India and World View:

  • In most parts of the world, including India, there are prisons exclusively for women. Tamil Nadu has some, with one recent estimate putting their current occupancy at 25%. Creches for children up to the age of 3 and nurseries for children up to 6 years are available. Older children are entrusted to relatives or voluntary organisations. 
  • In the West, the U.S. has the most acute problem. The same study suggested that the U.S. has a third of all women prisoners in the world; about 60% of them have children under 18 years. 
  • The European Prison Rules have been modified to make treatment of prisoners in all member-nations more civilised.
  • The World Health Organisation in particular has expressed concern over the reproductive health of women prisoners and the absence of maternal education during pregnancy.

A case for compassion

 Go for it before reading this article- “46 children are behind bars in Odisha, for no crime of theirs” (The Hindu, May 19, 2018), must focus attention on the status of women prisoners and their children remaining with them during detention.

  • Crime data show that there is a high rate of simple thefts among women prisoners.
  • In the case of non-violent women offenders, community service should be the main option for reform.
  • A jail term should be the last resort.
  • Once detained, a woman prisoner not only deserves compassion but should also be given standards of facilities more liberal than for men.
  • We may have to go a step further if a prisoner has children living with her in prison.
  • It is the fundamental duty of the state to do everything possible to see to their physical and emotional needs.
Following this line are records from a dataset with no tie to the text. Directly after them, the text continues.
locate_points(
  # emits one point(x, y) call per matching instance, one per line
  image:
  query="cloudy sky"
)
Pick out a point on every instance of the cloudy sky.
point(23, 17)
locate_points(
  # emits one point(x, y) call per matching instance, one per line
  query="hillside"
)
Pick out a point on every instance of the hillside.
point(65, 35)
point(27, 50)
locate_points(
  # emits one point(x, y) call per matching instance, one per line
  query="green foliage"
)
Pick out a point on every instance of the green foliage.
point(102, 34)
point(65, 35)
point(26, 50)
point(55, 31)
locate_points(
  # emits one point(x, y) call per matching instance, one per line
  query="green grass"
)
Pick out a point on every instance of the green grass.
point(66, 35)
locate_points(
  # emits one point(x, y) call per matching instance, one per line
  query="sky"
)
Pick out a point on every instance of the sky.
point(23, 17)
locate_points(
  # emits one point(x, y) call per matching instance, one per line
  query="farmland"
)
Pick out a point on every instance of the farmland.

For criminal justice policy makers, there are now three challenges.

  • That a conscious effort should be made to reduce female incarceration is the general consensus. However, there is a general lack of will arising from an assessment that any radical departure from the law and practices is not going to earn votes for a government.
  • It is sad that there is such a lack of empathy despite research that women offenders are themselves victims of crime before they turn to crime.
  • The second challenge is on protecting the children of women prisoners. The one thing common is that most of them do not have physical and emotional support. Many are single parent children, usually with their mothers.
  • The final challenge is in protecting women inmates from sexual/non-sexual violence and their forceful initiation into substance abuse while in custody.
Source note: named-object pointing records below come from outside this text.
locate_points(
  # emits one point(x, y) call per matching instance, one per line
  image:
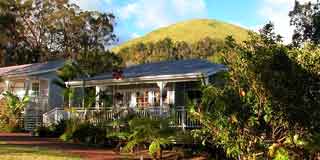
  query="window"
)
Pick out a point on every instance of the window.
point(35, 90)
point(142, 99)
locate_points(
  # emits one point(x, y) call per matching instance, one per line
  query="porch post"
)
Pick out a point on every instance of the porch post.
point(161, 86)
point(98, 88)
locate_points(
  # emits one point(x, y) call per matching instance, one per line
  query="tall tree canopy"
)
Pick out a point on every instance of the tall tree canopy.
point(40, 30)
point(269, 103)
point(167, 49)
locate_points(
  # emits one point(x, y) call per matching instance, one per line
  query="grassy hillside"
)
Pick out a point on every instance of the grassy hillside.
point(191, 31)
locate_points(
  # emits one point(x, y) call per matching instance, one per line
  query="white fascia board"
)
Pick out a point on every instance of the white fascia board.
point(138, 80)
point(31, 73)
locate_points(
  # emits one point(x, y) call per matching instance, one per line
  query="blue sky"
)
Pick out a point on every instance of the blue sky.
point(137, 17)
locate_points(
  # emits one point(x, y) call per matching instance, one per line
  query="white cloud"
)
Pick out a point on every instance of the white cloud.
point(94, 5)
point(148, 14)
point(135, 35)
point(277, 11)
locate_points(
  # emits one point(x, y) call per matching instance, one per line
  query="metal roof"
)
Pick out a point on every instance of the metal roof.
point(31, 69)
point(166, 68)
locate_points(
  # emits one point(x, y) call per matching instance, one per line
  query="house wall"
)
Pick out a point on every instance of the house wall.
point(55, 92)
point(186, 91)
  • There is a clear case for the award of community service to those women who have been jailed for non-violent offences.
  • One more reason why many nations should adopt community service for female convicts who have had no record of violence. It would be an entirely different matter if such a convict commits an offence again after community service. In such cases she would be on a par with a male recidivist.
  • An all-female warden system is difficult as a small complement of male security staff is needed despite its attendant consequences. In this, technology can play a role.

Value Edition:

  • Children lodged in jails with their mothers are neither convicts nor undertrials. They are entitled to food, shelter, medical care, clothing, education and recreational facilities.


  • Regular visits by top officers to jails and situational reports by the probation officer would sort out most problems. Further, once they turn six, children must be handed over to a guardian as per the wishes of the mother or sent to an institution run by the Social Welfare Department. However, prison staff allegedly manipulate the children’s age to avoid official processes for complying with SC guidelines.
  • In the ultimate analysis, prisons can be made safer for women only by a mindset which is convinced that female offenders deserve compassion.